Wednesday, November 24, 2010

Children's Development Team

After the hospital Physio's made their referral to the Children's Development Team (CDT) I got a phone call from them.  They asked me to bring him in for them to do their own assessment to see whether or not their service was appropriate for him.  Basically, you need to have a problem of some kind to be accepted, but if you are too severe (delayed in more than three areas) then they refer to you the Carpentaria Disability Services Early Intervention Team.  So I brought him in and we were seen by one of the CDT physiotherapists.  She did a developmental screening using the Ages and Stages Questionnaire (ASQ).  He was 5 and a half months old, and she used the 6 month old screening.  The results were that he has no developmental delays at this time.  He was borderline for his gross motor though, due to his high muscle tone.  Basically there is a potential there for delay if he is not able to overcome the problems being caused by his muscle tone.  The biggest problem is that he is not taking weight on his arms.  On extended arms I should say.  He props himself on his elbows and gets up on his hands a bit, but his arms are still very bent.  He is getting up onto his knees and trying to move around, but he is not using his arms as a baby usually does when crawling.  This results in him moving on his legs and his head.  The usual strategy for trying to help with this is to prop the baby up with their chest on something like a rolled up towel, to encourage them to place their hands down onto the floor and bare some weight.  Joshua just kicks himself right over the top!  So she said they would have to be creative in thinking about some ways to encourage him to take his weight on his arms.  This was also impacting on his ability to sit, because most babies will begin to sit by using their arms to help with balance, in a tripod position.  He wouldn't/couldn't do that.
So he was accepted into the CDT, for physiotherapy and I was also invited to bring him along to Baby Group.  Baby group is basically group therapy for babies.  It is set up like a playgroup with lots of activities and it is run by Occupational Therapists.  There are about six babies that go each Monday with their mothers/carers and the Therapists go around and help work with each individual baby and help to give strategies to use at home to help with the issues being faced by each one.  There is also story and singing time and parachute play.  It is quite enjoyable, and we've only been for three weeks so far but I feel like it had been beneficial for him.  On our second week there, the OT was working with him on sitting.  When you tried to place him in a sitting position he would pretty much fall right away and wouldn't use his hands to try and support himself.  They were considering a corner chair for him (personally, I think this is a bit over the top at his age, because many babies are not yet sitting, he wasn't even 6 months old) but she decided that he was trying to do it himself and that the best thing would be to let him try.  After working with him on the Monday, the next day, he could sit.  Not perfectly, he slumps forward, but he was doing it MUCH better than he was previously.

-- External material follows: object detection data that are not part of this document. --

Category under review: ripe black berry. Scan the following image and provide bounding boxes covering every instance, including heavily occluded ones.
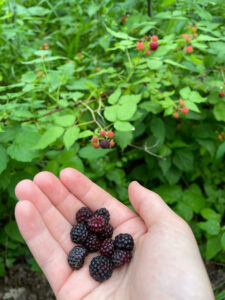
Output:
[98,224,113,240]
[114,233,134,250]
[89,255,113,282]
[76,206,93,223]
[100,239,114,257]
[70,223,88,244]
[88,216,107,233]
[112,249,132,268]
[94,207,110,222]
[84,234,101,252]
[68,246,88,270]
[100,140,110,149]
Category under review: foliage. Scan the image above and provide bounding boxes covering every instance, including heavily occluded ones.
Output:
[0,0,225,292]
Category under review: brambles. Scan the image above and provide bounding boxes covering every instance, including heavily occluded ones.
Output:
[137,42,145,51]
[181,107,189,115]
[67,207,134,282]
[186,46,193,53]
[149,42,159,51]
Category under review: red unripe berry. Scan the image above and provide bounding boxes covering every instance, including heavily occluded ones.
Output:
[92,136,98,143]
[92,143,100,149]
[100,130,106,136]
[152,35,159,42]
[108,131,114,139]
[109,141,115,148]
[137,42,145,51]
[181,106,189,115]
[149,42,159,51]
[173,111,179,119]
[179,98,185,106]
[186,46,193,53]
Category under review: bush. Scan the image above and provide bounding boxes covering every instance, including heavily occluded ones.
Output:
[0,0,225,288]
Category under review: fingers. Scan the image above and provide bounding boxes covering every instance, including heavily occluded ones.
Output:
[15,180,74,253]
[34,172,84,224]
[60,168,136,227]
[128,181,177,228]
[15,200,72,293]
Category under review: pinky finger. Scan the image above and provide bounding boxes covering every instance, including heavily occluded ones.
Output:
[15,200,71,294]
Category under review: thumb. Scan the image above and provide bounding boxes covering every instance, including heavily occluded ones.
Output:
[128,181,178,228]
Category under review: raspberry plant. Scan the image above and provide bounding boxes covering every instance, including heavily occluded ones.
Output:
[0,0,225,296]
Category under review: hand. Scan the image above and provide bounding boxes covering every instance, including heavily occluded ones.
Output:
[15,168,214,300]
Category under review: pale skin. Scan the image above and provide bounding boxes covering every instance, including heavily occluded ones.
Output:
[15,168,214,300]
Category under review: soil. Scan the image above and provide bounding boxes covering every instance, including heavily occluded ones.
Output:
[0,262,225,300]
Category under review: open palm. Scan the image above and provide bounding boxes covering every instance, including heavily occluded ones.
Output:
[15,168,214,300]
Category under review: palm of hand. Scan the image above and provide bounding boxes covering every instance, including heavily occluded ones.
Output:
[16,169,213,300]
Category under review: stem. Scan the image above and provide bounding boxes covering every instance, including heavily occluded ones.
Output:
[148,0,152,17]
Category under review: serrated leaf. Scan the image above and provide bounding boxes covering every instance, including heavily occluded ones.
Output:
[216,142,225,159]
[63,127,80,150]
[221,232,225,251]
[173,149,194,172]
[114,121,134,131]
[104,105,117,122]
[206,236,222,260]
[108,88,121,104]
[54,115,76,127]
[115,131,133,150]
[0,145,8,173]
[79,130,93,139]
[33,126,64,149]
[106,26,136,41]
[213,102,225,122]
[79,146,112,160]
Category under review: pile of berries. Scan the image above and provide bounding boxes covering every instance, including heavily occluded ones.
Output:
[68,207,134,282]
[92,130,115,149]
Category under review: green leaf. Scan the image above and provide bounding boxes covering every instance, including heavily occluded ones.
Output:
[115,131,133,150]
[5,221,25,244]
[213,102,225,122]
[147,59,162,70]
[150,118,166,145]
[104,105,117,122]
[54,115,76,127]
[106,26,136,41]
[197,220,220,235]
[108,88,121,104]
[114,121,134,131]
[183,184,205,213]
[216,142,225,159]
[79,130,93,139]
[200,208,222,222]
[154,185,182,204]
[79,146,112,160]
[173,149,194,172]
[0,145,8,173]
[116,102,137,121]
[63,127,80,150]
[221,232,225,251]
[33,126,64,149]
[206,236,222,260]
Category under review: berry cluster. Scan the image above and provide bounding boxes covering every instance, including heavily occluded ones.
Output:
[68,207,134,282]
[137,35,159,55]
[92,130,115,149]
[173,98,189,119]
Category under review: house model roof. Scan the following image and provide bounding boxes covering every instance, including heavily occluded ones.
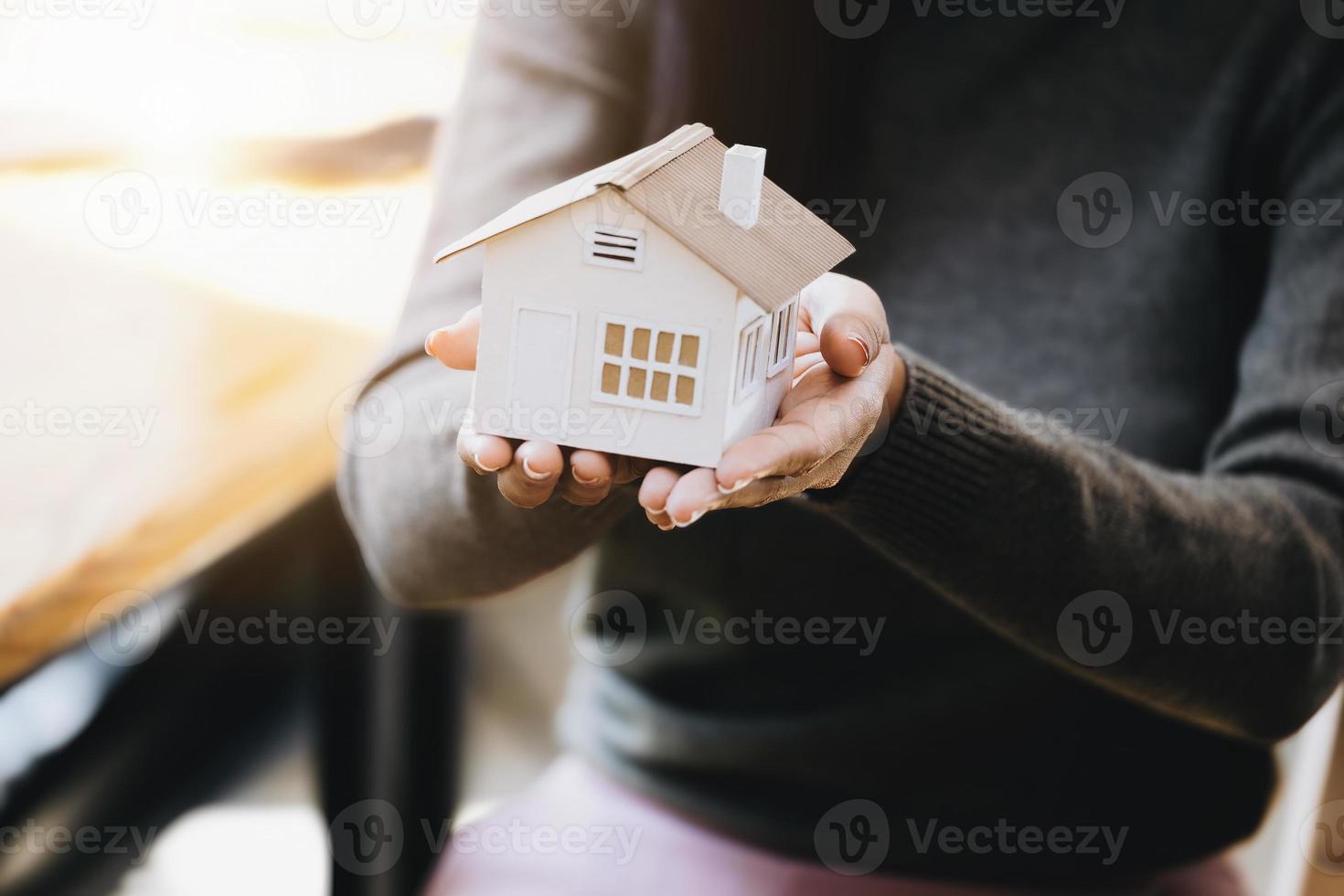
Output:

Sitting up and reaching for toys
He can keep himself up on his own now, and they were really impressed with how much better he is sitting this week than he was last week.  It is still a work in progress, but a great improvement.

Other things I have noticed is that if he is laying on his back and drops a toy, if it falls to his left he will reach out with his left hand and try to pick it up.  If it falls to his right, he will roll to his side so that he can use his left hand to try and pick it up.  If you make him use his right hand, he can do it, but he is strongly favouring his left hand.  He will also pull his left foot up with his left hand but not his right.  If I give him the foot he will hold it but he is not doing it on his own.  Tahnee the physio had a look and she thinks the tone is mainly a problem in his arm rather than the leg (though I think the right leg is a little tighter than the left, it is no where near as bad as the arms)

So things are fairly good with Josh, but we do have some challenges that we need to work on with Physical and Occupational Therapy.